Surrounded by mountainous areas, the central part of the region is a flat plateau, occasionally broken by low ranges of hills. These are topped by the typical Spanish windmills as seen on every page of this site! The windmills were made famous by Cervantes' hero Don Quixote, most famous child of the flat La Mancha area. Cervantes' novel is all the more interesting as it was written during the reign of terror of the Inquisition but shows a good working knowledge of the Bible!
Windmills at Consuegra (the other angle!)

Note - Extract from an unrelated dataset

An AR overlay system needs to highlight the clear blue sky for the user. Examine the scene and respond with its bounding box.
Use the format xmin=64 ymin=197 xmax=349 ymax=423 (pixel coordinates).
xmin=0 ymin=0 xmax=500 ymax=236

The best known agricultural produce is wine, particularly from Valdepeñas, while saffron is collected from autumn crocusses. Albacete is famous for its knives and Toledo for its inlaid metal work. The medieval city of Toledo is a must for visitors, while the hanging houses of Cuenca are also fascinating.
Population (1/2008): 2,038,956 of whom 203,847 (10.0%) are foreigners
Membership (PTL 1997): 2,666
Towns with over 5,000 inhabitants with no evangelical church: 30 (Decisión 2008)
List of major unevangelised towns in the province of Toledo. Click on lower left hand map for other provinces.
La Mancha is an area well known to those in Britain with a long-term interest in the Spanish churches. It is here that the Spanish Gospel Mission was established in 1913 through the work of Percy Buffard and others. The church he established in Valdepeñas was and remains a significant testimony in the region. Many of Spain's current crop of leaders, such as Juan Simarro of the Madrid City Mission, Jose Pablo Sanchez, director of Buenas Noticias TV, which has regular programmes on TVE and Juan Ginés, an elder at a church in Madrid, were brought up under the influence of SGM missionaries and workers.
OM Spain has recently moved its national office to the region's largest city, Talavera de la Reina, whose church (originally planted by WEC) is currently pastored by OM workers Miguel Angel and Carolina Caja.